Tahun 2012.
Kami sama-sama bukan mahasiswa SBM, tapi kami cukup sering menggunakan piano di sini. Ini caraku healing. Rasa lelah ketika duduk di bangku kelas mendadak sirna saat duduk di kursi piano itu.
Aku menyukai lelaki ini. Inginku berharap kami bisa jadi lebih dari sekedar teman. Lagipula, perhatian yang ia berikan ... berbeda.
Maksudku, siapa lagi temanku yang akan menyuruhku berhenti pakai baju warna gelap karena aku keliatan suram? Siapa lagi temanku yang akan memastikan aku tidak memesan makanan pedas ketika ke kantin? Dia tahu, aku penderita mag akut dengan sejumlah pantangan makanan.
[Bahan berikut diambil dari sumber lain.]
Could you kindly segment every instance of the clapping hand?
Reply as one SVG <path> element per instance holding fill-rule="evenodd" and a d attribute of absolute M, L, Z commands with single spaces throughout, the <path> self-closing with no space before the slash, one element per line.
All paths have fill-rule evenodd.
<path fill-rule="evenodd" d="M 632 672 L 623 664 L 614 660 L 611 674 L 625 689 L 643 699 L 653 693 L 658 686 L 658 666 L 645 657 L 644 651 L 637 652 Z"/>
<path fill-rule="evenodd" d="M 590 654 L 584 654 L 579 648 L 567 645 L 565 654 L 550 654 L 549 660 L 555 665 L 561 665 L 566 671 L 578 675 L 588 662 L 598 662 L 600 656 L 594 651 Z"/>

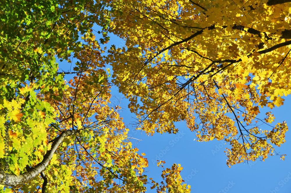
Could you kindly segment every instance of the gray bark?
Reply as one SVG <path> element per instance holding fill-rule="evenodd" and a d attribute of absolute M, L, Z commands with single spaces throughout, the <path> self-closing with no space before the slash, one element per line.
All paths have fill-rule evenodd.
<path fill-rule="evenodd" d="M 0 185 L 8 185 L 10 186 L 15 186 L 25 183 L 34 178 L 45 169 L 58 145 L 62 143 L 64 139 L 66 137 L 75 134 L 79 131 L 79 130 L 67 130 L 62 132 L 59 136 L 54 140 L 52 144 L 51 149 L 44 156 L 43 159 L 41 162 L 35 167 L 31 168 L 29 171 L 17 176 L 14 174 L 7 174 L 3 170 L 0 169 Z M 8 185 L 6 183 L 7 182 Z"/>

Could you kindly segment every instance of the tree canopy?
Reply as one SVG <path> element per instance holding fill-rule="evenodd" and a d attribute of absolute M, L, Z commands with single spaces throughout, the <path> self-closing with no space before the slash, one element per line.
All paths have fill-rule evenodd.
<path fill-rule="evenodd" d="M 1 187 L 143 192 L 149 184 L 158 192 L 189 192 L 179 164 L 165 168 L 161 183 L 145 174 L 145 155 L 110 103 L 114 86 L 129 100 L 136 128 L 149 135 L 176 133 L 174 123 L 185 121 L 198 141 L 230 145 L 229 167 L 273 155 L 287 123 L 272 127 L 271 111 L 257 116 L 291 93 L 289 1 L 2 4 Z M 110 33 L 125 46 L 102 48 Z M 75 62 L 73 71 L 61 71 L 56 60 Z"/>

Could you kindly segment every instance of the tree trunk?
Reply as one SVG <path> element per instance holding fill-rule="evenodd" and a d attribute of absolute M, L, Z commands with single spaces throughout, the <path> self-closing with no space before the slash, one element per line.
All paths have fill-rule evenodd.
<path fill-rule="evenodd" d="M 274 5 L 277 4 L 282 4 L 285 3 L 291 2 L 291 0 L 269 0 L 268 1 L 267 5 Z"/>
<path fill-rule="evenodd" d="M 35 167 L 31 168 L 29 171 L 24 172 L 18 176 L 7 174 L 0 169 L 0 185 L 10 186 L 25 183 L 39 175 L 44 170 L 52 158 L 58 145 L 66 137 L 75 134 L 79 132 L 79 130 L 67 130 L 62 132 L 56 138 L 52 145 L 52 148 L 43 157 L 43 159 Z M 6 175 L 7 174 L 7 175 Z"/>

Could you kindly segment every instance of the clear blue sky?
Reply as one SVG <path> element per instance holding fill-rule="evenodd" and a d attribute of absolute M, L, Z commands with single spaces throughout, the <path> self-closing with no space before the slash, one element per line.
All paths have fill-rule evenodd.
<path fill-rule="evenodd" d="M 96 27 L 94 29 L 100 30 Z M 98 39 L 98 34 L 96 34 Z M 114 44 L 117 47 L 124 46 L 124 41 L 112 34 L 110 37 L 109 45 Z M 109 48 L 108 44 L 106 45 Z M 61 64 L 60 67 L 64 67 Z M 118 93 L 116 88 L 112 90 L 111 102 L 117 104 L 119 102 L 114 96 L 118 99 L 124 96 Z M 284 120 L 290 125 L 291 97 L 284 98 L 284 105 L 279 108 L 275 107 L 271 110 L 267 108 L 260 109 L 260 117 L 258 118 L 263 119 L 265 113 L 271 110 L 276 117 L 273 126 Z M 124 109 L 120 115 L 125 124 L 134 122 L 135 115 L 127 108 L 128 101 L 123 98 L 121 102 Z M 134 140 L 132 142 L 133 145 L 135 144 L 139 149 L 140 154 L 144 152 L 146 154 L 148 167 L 146 170 L 148 173 L 146 174 L 149 178 L 153 178 L 158 182 L 162 180 L 162 169 L 157 166 L 157 159 L 165 161 L 165 167 L 171 167 L 174 163 L 181 164 L 183 168 L 181 176 L 185 183 L 191 185 L 191 192 L 291 192 L 291 135 L 289 132 L 286 134 L 286 142 L 275 149 L 279 154 L 287 154 L 285 161 L 275 155 L 269 157 L 265 162 L 246 162 L 229 168 L 223 152 L 226 148 L 229 147 L 228 144 L 216 140 L 196 141 L 194 140 L 196 138 L 195 132 L 190 131 L 185 123 L 177 123 L 176 125 L 180 131 L 177 134 L 156 133 L 150 136 L 140 131 L 135 131 L 132 124 L 129 125 L 132 136 L 142 140 L 136 143 Z M 147 192 L 156 192 L 151 190 L 149 186 L 148 188 Z"/>

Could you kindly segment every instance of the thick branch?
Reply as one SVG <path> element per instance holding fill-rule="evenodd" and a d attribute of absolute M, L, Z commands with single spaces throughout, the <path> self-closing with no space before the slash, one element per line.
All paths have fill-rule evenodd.
<path fill-rule="evenodd" d="M 0 185 L 7 185 L 4 183 L 6 182 L 6 180 L 7 179 L 8 185 L 11 186 L 25 183 L 34 178 L 45 169 L 58 147 L 62 143 L 64 139 L 68 136 L 75 134 L 78 133 L 79 131 L 79 130 L 67 130 L 62 132 L 59 136 L 56 138 L 55 140 L 52 144 L 51 148 L 44 156 L 42 162 L 35 167 L 30 168 L 29 171 L 17 176 L 10 174 L 6 175 L 3 170 L 0 171 Z"/>
<path fill-rule="evenodd" d="M 47 193 L 47 178 L 46 176 L 45 173 L 43 171 L 40 172 L 40 175 L 43 179 L 43 183 L 42 187 L 41 188 L 41 193 Z"/>

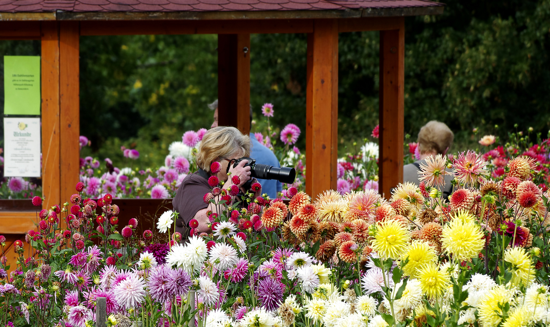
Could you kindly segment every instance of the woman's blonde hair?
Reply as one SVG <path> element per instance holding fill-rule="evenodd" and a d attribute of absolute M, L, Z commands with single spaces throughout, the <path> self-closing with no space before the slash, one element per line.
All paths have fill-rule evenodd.
<path fill-rule="evenodd" d="M 228 158 L 237 153 L 239 157 L 250 156 L 250 138 L 234 127 L 219 126 L 210 129 L 199 146 L 197 165 L 207 172 L 219 157 Z"/>
<path fill-rule="evenodd" d="M 430 121 L 418 132 L 418 146 L 421 153 L 435 152 L 443 154 L 453 145 L 454 135 L 445 124 Z"/>

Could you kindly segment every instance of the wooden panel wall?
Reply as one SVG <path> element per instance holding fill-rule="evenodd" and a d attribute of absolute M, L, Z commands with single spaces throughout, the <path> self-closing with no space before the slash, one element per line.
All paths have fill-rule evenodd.
<path fill-rule="evenodd" d="M 316 20 L 307 38 L 306 192 L 315 198 L 336 189 L 338 22 Z"/>
<path fill-rule="evenodd" d="M 79 24 L 62 21 L 59 32 L 61 197 L 69 201 L 80 174 Z"/>
<path fill-rule="evenodd" d="M 47 208 L 61 203 L 59 31 L 57 21 L 41 26 L 42 206 Z"/>
<path fill-rule="evenodd" d="M 218 35 L 218 120 L 250 131 L 250 35 Z"/>
<path fill-rule="evenodd" d="M 380 192 L 386 198 L 403 181 L 404 19 L 398 30 L 380 32 L 378 163 Z"/>

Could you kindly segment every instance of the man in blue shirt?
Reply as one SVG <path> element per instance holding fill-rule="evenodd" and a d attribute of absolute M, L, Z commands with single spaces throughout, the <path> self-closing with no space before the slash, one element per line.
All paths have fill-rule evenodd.
<path fill-rule="evenodd" d="M 214 122 L 211 128 L 218 126 L 218 100 L 208 104 L 208 108 L 214 110 Z M 252 106 L 250 106 L 250 121 L 252 122 Z M 250 124 L 252 125 L 251 124 Z M 280 168 L 280 164 L 277 157 L 269 148 L 258 142 L 256 137 L 250 133 L 250 157 L 256 159 L 256 163 L 264 165 L 269 165 L 274 167 Z M 277 197 L 278 193 L 283 190 L 283 185 L 278 180 L 258 179 L 262 185 L 262 193 L 266 193 L 270 198 L 274 199 Z"/>

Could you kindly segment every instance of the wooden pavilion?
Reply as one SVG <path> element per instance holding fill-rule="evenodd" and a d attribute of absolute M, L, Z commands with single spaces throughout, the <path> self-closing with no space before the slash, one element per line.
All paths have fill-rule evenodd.
<path fill-rule="evenodd" d="M 404 17 L 443 10 L 428 0 L 0 0 L 0 40 L 41 41 L 43 207 L 68 201 L 79 181 L 81 35 L 218 34 L 219 124 L 248 132 L 250 34 L 307 33 L 306 189 L 315 196 L 336 188 L 338 33 L 380 31 L 380 184 L 387 197 L 403 180 Z M 8 260 L 35 217 L 0 210 Z"/>

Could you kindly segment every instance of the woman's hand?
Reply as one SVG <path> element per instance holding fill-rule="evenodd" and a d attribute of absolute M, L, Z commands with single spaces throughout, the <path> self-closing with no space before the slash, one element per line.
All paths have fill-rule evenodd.
<path fill-rule="evenodd" d="M 248 160 L 241 160 L 235 168 L 233 168 L 233 165 L 230 163 L 229 173 L 231 173 L 231 176 L 229 176 L 228 180 L 232 180 L 234 176 L 238 176 L 240 182 L 237 185 L 237 186 L 240 186 L 250 179 L 250 166 L 244 167 L 248 163 Z"/>

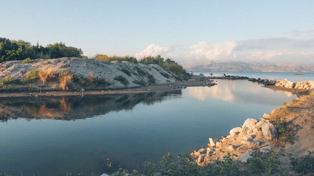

Kami pernah terlibat dalam tugas kelompok RBL Fisika. Tugasnya remeh, membuat balon terbang, tapi sialnya, susah banget.
Lima prototype berlalu, balon terbang kami belum juga terbang. Seminggu sebelum deadline, salah satu teman kami berinisiatif membeli balon terbang di Gasibu dan membuat tiruannya.
Ketika teman-teman kami sedang membuat tugas di kosan lelaki itu, ia memintaku mengantar ke binatu untuk mengambil bajunya. Aku memang mengendarai mobil ke kampus dan sudah biasa mengantarnya ke beberapa tempat kalau dia meminta.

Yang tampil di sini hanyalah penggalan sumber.